I am a regular commuter on that train, using it to travel to Court when I have a 9:30 am Court appearance in New York City. I know how the train rolls slowly into Hoboken; how we stand up and make our way to the exits before it comes to a stop so that we can grab the PATH train or ferry that will bring us to Manhattan.
On September 29, 2016, something very different happened. Why? We don’t know yet.
What we do know is that New Jersey Transit is one of the entities responsible for the crash and the death and injuries that resulted.
Most people who are injured are thankful to be alive and focused on healing. Some people might be talking about back or neck pain that they expect to go away soon. Other people, thankfully, have no injury or pain.
At this time, most people on the train or platform are not thinking about lawsuits or lawyers.
However, it is important for the persons who were injured— and their families— to understand that when New Jersey Transit is responsible for an injury, they cannot sit and wait before deciding to bring a lawsuit for injuries.
New Jersey Transit Rail Operations is part of New Jersey Transit, a government entity. Therefore, if the injured commuter is 18 or older, within 90 days of the accident, the injured person must serve a “Notice of Claim” on New Jersey Transit to preserve his or her right to bring a lawsuit against New Jersey Transit.
If the “Notice of Claim” is not served in time, the injured person will most likely be barred from ever bringing the lawsuit against NJ Transit. In very limited circumstances, a person who missed the 90 day deadline can ask a court for permission to file a late “Notice of Claim” within 1 year. (And different rules apply for minors).
NJ Transit reviews the “Notice of Claim” and determines whether to compensate. It has 6 months to review and decide whether or not to compensate. It often sends a request for additional information. A lawsuit cannot be filed until the 6 months are over.

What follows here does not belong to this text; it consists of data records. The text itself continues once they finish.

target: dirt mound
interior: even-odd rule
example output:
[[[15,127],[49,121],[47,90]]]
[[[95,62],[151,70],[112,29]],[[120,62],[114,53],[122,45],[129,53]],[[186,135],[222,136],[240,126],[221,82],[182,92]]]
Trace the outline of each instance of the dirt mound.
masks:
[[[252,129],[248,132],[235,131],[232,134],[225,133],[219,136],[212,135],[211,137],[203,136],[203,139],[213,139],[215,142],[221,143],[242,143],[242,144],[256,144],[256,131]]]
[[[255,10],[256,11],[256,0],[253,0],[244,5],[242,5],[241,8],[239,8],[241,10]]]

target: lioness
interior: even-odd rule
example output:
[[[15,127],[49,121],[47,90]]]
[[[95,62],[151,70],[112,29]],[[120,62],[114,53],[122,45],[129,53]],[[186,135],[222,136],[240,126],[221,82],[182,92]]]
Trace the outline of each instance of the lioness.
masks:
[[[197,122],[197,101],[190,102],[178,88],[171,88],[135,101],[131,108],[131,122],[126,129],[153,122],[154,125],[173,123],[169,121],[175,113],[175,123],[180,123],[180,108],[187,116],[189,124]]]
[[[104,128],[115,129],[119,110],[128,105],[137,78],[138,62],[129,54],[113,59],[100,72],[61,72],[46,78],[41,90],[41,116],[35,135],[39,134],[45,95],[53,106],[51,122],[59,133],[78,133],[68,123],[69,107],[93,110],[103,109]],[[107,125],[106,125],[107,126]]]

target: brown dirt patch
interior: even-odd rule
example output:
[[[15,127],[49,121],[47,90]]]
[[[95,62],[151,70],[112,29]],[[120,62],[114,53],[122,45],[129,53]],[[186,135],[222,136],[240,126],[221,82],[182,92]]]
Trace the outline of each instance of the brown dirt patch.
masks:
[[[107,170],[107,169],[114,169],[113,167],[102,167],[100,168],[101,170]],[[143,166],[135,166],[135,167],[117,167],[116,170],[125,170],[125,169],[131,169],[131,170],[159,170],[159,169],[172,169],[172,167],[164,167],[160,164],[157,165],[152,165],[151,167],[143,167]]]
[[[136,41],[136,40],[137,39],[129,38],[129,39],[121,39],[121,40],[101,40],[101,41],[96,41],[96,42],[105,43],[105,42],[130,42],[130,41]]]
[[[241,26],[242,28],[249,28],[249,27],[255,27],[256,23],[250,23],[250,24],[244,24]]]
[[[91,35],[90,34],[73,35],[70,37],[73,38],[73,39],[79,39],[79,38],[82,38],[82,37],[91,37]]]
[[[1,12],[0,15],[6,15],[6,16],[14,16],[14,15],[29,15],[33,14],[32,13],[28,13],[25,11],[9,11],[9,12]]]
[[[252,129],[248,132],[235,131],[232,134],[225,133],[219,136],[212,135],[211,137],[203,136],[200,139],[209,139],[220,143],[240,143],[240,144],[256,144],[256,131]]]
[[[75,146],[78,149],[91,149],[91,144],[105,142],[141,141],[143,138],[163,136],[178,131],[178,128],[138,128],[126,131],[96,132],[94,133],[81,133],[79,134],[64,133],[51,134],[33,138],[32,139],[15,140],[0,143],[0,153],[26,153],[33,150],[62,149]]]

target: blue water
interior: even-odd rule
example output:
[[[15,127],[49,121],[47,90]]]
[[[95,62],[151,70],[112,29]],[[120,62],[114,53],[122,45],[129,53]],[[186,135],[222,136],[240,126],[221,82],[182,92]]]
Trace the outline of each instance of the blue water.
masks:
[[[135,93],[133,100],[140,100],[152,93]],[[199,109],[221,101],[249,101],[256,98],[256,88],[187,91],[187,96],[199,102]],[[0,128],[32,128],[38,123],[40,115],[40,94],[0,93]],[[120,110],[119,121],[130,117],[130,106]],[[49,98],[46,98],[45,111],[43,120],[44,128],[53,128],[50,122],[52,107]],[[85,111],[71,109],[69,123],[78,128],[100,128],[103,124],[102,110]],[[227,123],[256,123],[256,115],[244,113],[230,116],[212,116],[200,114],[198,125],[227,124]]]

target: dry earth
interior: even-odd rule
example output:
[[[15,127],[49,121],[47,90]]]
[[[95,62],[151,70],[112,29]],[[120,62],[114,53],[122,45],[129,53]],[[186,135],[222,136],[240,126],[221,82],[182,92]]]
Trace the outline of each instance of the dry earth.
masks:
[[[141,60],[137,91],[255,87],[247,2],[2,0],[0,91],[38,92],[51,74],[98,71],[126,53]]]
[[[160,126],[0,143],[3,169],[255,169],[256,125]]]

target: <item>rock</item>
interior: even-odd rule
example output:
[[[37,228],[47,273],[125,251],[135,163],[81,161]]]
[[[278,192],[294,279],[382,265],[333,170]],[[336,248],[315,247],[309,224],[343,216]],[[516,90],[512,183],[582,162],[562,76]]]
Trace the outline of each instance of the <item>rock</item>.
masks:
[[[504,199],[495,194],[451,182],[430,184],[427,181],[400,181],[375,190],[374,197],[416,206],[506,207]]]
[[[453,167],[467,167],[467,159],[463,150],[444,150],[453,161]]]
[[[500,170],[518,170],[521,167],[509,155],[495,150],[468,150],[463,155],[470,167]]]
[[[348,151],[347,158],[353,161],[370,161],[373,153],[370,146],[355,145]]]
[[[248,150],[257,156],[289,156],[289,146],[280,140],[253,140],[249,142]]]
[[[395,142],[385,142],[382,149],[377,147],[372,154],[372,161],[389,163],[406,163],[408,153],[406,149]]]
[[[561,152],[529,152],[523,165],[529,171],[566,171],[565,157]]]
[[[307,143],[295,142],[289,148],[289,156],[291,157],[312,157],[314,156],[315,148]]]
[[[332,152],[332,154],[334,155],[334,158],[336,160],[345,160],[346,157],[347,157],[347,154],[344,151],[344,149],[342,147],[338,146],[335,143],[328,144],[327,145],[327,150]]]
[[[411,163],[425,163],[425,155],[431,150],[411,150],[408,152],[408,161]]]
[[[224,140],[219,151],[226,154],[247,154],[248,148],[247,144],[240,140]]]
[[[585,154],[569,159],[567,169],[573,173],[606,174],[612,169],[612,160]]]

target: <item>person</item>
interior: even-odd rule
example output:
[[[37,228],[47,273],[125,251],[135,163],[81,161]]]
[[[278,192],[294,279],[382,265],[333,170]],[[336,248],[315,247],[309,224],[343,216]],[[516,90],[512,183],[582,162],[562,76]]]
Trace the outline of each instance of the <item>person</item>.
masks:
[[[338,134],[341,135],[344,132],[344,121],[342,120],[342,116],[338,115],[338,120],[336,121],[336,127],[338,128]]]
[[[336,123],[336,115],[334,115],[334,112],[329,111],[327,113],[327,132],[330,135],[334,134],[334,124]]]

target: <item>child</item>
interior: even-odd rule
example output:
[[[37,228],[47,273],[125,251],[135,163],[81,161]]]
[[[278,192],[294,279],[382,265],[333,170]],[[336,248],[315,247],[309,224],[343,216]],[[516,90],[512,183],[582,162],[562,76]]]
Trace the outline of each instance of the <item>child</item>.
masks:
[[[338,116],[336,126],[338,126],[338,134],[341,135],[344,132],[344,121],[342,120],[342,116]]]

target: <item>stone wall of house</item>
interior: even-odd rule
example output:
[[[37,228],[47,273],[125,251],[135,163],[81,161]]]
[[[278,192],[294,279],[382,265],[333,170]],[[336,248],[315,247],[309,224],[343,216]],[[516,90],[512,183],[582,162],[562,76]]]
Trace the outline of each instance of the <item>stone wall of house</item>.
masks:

“Notice of Claim” information can be found on the internet; however, it is an area of the law that is set up with traps for people who are not familiar with it. It is best for people to find a lawyer who has experience handling injury cases against New Jersey government agencies.
For you with clear injuries, e.g. a fracture or scarring, you will know that you need to file the “Notice of Claim”.
For you folks with aches and pains, you might be reluctant to do anything, hoping it will all go away. This is something I have seen before – you wait a few months, then make an appointment with an orthopedist to understand why you are still hurting, and then learn that you herniated a disc in your neck as a result of the crash. And then you worry whether you have time to meet with a lawyer and file a “Notice of Claim”. You don’t want to find yourself in that situation.